MELBOURNE, Sept 4 (Reuters) - You know you’re in trouble when you’re ranked worse for red tape than India.
The World Economic Forum this week put Australia 129th out of 148 countries, ranking it 25 spots lower than India, in terms of the burden of government regulation.
And Australia’s red tape is hurting growth in its key mining sector at a time when other sectors are struggling to fire up to fill the gap left by a fading mining investment boom.
Australian miners sitting on coal lodes that could produce 100 million tonnes a year say they are frustrated by layers of state and national approvals that take years to secure, anti-coal campaigners using the courts to delay projects, and carbon and mining taxes eating into potential returns.

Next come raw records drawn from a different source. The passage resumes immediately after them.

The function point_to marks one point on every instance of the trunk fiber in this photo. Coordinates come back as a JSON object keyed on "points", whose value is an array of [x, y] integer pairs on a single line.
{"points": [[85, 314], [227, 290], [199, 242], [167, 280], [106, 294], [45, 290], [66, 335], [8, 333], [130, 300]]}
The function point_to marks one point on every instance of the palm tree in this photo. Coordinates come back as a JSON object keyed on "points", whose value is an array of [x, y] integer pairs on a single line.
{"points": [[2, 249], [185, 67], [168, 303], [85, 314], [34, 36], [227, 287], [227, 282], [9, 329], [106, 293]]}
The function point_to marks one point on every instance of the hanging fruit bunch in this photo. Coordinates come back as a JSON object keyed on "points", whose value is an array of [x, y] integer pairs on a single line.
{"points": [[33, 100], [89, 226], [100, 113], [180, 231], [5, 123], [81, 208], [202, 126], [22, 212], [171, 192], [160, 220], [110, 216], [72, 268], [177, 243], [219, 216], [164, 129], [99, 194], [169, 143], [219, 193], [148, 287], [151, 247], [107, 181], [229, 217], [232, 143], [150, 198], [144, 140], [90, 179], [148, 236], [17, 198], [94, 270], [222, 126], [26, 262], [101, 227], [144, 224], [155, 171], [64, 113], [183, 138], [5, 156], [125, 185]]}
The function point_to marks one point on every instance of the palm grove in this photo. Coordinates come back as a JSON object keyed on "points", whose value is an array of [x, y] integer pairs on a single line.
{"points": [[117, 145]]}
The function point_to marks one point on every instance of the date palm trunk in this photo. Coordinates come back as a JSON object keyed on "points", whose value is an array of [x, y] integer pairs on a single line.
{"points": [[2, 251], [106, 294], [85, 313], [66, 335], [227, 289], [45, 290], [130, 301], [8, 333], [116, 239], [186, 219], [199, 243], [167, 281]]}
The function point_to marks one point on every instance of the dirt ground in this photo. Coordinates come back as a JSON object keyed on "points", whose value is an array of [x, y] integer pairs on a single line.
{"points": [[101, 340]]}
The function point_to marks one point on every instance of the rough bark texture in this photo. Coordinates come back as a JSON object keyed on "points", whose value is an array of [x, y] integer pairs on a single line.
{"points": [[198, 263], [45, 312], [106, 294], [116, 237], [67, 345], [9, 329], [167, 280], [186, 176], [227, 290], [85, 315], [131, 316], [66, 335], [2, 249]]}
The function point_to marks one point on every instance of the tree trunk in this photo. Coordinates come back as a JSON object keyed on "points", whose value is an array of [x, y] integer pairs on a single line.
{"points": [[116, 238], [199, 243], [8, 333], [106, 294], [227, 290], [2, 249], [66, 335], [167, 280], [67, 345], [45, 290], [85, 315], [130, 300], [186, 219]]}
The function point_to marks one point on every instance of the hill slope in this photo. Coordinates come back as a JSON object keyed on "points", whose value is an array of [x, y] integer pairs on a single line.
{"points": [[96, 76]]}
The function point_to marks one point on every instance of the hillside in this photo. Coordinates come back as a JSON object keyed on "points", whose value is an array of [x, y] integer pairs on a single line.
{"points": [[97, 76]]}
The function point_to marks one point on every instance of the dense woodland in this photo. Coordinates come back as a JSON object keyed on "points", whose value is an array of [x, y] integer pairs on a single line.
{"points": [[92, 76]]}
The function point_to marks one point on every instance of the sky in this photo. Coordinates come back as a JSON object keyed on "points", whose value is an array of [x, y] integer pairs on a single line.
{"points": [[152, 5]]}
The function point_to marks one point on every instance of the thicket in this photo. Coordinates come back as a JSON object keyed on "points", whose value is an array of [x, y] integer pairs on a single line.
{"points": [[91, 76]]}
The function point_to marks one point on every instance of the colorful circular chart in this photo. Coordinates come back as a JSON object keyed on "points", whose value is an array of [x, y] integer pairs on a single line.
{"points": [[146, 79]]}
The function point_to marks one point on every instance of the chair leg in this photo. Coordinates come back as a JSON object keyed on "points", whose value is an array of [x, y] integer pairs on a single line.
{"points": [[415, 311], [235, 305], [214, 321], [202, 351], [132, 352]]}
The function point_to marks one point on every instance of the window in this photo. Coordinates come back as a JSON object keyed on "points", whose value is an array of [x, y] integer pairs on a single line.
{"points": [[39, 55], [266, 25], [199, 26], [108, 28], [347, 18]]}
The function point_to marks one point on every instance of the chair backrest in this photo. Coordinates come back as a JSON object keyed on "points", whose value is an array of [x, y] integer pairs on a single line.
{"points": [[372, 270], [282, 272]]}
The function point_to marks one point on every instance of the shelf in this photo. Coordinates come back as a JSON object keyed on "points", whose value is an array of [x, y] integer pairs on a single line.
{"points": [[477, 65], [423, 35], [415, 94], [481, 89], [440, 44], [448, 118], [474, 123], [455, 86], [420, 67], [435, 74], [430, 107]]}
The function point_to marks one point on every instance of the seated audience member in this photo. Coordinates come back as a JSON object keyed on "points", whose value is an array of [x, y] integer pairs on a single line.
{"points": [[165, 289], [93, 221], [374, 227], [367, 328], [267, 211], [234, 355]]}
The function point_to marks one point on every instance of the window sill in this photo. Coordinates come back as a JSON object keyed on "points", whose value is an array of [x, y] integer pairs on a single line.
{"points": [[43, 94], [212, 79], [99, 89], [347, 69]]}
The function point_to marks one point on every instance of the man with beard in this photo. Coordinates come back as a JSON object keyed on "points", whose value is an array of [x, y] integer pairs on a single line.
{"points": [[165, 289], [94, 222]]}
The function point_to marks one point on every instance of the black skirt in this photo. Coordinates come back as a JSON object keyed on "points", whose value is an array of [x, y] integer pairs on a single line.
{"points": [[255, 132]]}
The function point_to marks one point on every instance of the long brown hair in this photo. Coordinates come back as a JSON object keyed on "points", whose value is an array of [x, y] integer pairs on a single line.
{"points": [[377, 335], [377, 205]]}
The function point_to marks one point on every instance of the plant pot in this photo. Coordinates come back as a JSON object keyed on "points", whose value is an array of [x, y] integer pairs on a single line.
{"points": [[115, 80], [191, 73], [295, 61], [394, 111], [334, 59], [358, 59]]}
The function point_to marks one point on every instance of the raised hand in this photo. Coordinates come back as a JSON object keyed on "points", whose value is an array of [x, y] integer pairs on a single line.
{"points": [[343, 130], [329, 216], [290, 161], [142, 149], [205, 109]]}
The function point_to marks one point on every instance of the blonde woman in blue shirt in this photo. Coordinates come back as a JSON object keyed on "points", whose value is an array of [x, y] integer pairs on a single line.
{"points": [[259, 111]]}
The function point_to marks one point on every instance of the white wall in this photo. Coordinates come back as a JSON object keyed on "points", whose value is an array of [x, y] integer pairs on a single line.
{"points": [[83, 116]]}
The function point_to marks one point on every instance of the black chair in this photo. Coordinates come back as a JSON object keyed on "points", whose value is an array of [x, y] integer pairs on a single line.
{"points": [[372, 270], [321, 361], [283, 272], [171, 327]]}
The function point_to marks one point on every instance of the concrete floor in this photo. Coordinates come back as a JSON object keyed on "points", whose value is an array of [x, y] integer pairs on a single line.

“Green tape in Australia really has become very stifling for business, to the point now where it’s difficult to tell the difference between green and red tape, it’s so embedded,” said Whitehaven Coal Chief Executive Paul Flynn, referring to lengthy environmental reviews by state and federal agencies.
Faced with high costs, weak commodity prices, emboldened environmentalists and nervous lenders, miners are counting on a new, conservative government in Canberra, expected to easily win Saturday’s national election.
Australia’s conservative opposition, led by Tony Abbott, has promised to scrap a super profits mining tax, a carbon tax, and create a one-stop shop for project approvals, eliminating duplication between federal and state processes.
“My expectation is that if Australia is going to stay competitive, they’ll have no choice but to streamline the approval processes,” said Paul Mulder, managing director of GVK Hancock Coal, a joint venture between India’s GVK Power & Infrastructure and Australian billionaire Gina Rinehart’s Hancock Prospecting, which is planning a $10 billion coal mine, rail and port project in Queensland.
When the current Labor government came into power in 2007, the mining boom had yet to peak, and the government hit the industry with taxes on carbon emissions and iron ore and coal super profits. Now, with prices having dropped and Chinese growth slowed, the industry is looking for help to revive its competitiveness and spur the next leg of the resource boom.
GVK Hancock has already spent A$50 million winning approvals for the Alpha project in the untapped Galilee Basin in Queensland, but now faces a court bid against the project brought by environmentalists and some land owners.
At the same time, GVK Hancock is facing a delay on a decision by Canberra for a second project, Kevin’s Corner, deferred to after the election amid a campaign led by an anti-coal alliance called Lock the Gate claiming the mine would deplete groundwater crucial to farms.
Anti-coal campaigns are not new, but have gained steam after the state of New South Wales clamped down on coal seam gas developments and a state court overturned approval for an expansion of the Warkworth coal mine owned by giant Rio Tinto and Mitsubishi Corp.
“We are definitely taking heart from a case in the New South Wales land and environment court that was handed down this year on the Warkworth mine,” said Ellie Smith, central Queensland regional coordinator for the Lock the Gate Alliance.
Whitehaven’s A$767 million ($695 million) Maules Creek project, which took three years to secure approvals, has been hit by a last-minute court bid based on a technical flaw in the approval process.
Assuming the case is resolved in October, it is targeting first sales in early 2015, at least two years behind schedule.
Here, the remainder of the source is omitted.